O agravante, inconformado, alega que a decisão afronta direito protegido pela Constituição Federal, porquanto a sucessão do companheiro deve ser igual à do cônjuge. E, se o companheiro, na falta de descendentes e ascendentes da autora da herança, herda com exclusividade bens comuns e particulares, a ele, agravante, devem ser adjudicados todos os bens do espólio, porque é o único herdeiro do companheiro, hoje também falecido.
Recurso processado no efeito devolutivo (fl. 265) e respondido (fls. 272/277).
Este é o relatório.
Leonor Marquezini, com quem José Corbo, pai do agravante, viveu em união estável por 20 anos, faleceu em 28.7.07 (fl. 43). O inventário foi aberto pela irmã de Leonor, Dolores Marquezini Palmas (fl. 41). José, companheiro reconhecido por sentença transitada em julgado (fls. 205/208 e 238), habilitou-se, mas faleceu logo em seguida, em 6.1.09.

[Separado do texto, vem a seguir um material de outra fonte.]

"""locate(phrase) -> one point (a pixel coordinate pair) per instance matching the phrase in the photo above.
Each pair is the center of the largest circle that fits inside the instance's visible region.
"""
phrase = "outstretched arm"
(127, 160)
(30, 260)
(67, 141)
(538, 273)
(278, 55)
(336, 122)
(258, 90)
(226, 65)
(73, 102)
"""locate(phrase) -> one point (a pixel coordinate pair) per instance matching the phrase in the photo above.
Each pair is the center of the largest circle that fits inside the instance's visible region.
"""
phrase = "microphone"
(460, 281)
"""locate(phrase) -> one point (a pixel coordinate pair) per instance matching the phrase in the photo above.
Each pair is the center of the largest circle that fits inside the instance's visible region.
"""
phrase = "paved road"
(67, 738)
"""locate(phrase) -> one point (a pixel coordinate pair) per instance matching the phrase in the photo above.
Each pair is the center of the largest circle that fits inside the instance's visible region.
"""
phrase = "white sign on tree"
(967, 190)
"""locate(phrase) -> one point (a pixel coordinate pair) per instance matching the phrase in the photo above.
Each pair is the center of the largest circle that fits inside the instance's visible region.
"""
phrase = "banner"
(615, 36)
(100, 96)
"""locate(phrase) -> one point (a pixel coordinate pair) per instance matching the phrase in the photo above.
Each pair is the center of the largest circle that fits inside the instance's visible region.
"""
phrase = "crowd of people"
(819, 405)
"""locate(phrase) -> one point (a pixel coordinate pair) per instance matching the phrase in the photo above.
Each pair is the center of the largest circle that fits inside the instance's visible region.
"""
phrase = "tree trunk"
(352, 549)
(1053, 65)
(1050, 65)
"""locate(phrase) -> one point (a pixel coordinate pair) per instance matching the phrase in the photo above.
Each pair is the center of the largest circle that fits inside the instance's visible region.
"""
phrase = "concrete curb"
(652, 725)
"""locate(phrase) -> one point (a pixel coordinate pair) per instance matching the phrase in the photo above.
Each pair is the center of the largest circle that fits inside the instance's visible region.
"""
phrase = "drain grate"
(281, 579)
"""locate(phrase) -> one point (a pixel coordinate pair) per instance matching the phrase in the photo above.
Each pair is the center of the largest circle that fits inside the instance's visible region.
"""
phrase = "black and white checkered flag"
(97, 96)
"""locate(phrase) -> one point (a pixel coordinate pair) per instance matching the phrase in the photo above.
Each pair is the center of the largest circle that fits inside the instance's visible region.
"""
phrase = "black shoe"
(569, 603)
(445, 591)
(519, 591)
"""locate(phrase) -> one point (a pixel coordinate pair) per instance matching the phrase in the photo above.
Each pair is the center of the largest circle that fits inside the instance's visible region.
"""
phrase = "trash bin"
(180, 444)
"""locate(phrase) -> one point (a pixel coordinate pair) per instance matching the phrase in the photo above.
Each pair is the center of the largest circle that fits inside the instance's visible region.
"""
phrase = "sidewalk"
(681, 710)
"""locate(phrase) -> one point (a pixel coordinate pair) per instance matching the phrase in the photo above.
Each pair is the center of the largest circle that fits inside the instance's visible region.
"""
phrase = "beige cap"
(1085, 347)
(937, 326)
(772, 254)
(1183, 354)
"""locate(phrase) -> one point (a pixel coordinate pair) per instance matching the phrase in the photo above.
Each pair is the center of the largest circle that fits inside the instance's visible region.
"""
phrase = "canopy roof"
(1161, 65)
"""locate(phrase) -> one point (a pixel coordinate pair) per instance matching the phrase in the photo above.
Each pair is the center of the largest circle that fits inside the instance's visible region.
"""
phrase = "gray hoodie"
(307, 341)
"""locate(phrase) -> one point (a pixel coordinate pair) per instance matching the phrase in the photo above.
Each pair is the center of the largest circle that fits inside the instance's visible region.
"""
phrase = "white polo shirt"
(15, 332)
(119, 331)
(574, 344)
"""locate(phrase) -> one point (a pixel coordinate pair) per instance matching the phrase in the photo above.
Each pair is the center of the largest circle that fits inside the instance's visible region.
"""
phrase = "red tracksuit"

Segundo defende o agravante, José, na qualidade de companheiro e inexistentes descentes ou ascendentes de Leonor, herdou com exclusividade os bens por ela deixados. Entende, portanto, pela inconstitucionalidade do art. 1790 III do Código Civil, devendo a sucessão do companheiro seguir a regra do art. 1829 III do Código Civil, sob pena de afronta à igualdade de direitos atribuída pela Constituição Federal aos cônjuges assim como aos companheiros (art. 226).
Nesse compasso, falecido José, deveria sucedê-lo o agravante, seu único herdeiro, na totalidade da herança.
A d. Magistrada entendeu pela aplicabilidade do art. 1790 III do Código Civil, atribuindo ao agravante apenas 1/3 da metade dos bens adquiridos onerosamente na constância da união estável, porque concorre com as irmãs e sobrinhos da falecida, os quais herdam, com exclusividade, os bens particulares.
Pois bem.
A respeito dessa matéria, este relator mudou recentemente seu entendimento, passando a comungar da tese defendida pelo i. Desembargador Francisco Loureiro, no sentido da inconstitucionalidade do art. 1790 III do Código Civil, que retrata, hoje, o pensamento uníssono desta Câmara:
“A questão envolve o exame da compatibilidade do art. 1.790 do Código Civil com o sistema jurídico de proteção constitucional às entidades familiares e o direito fundamental à herança.
Não há por isso como abordar o tema com visão simplista e exegética do texto da lei, tirando os olhos dos valores constitucionais que iluminam todo o sistema.
4. O regime sucessório do cônjuge (art. 1.829, I e II do/CC) foi todo pensado na concorrência do viúvo com os descendentes na delação da herança, seguida de diversas exceções, baseadas nos regimes de bens do casamento. O preceito confirma a já conhecida conexão entre direitos sucessórios e relações patrimoniais entre os cônjuges, com origem na legislação italiana (Luigi Carraro, La Vocazione Leggitima Alia Successioni, Padova: CEDAM, 1.979, p. 93).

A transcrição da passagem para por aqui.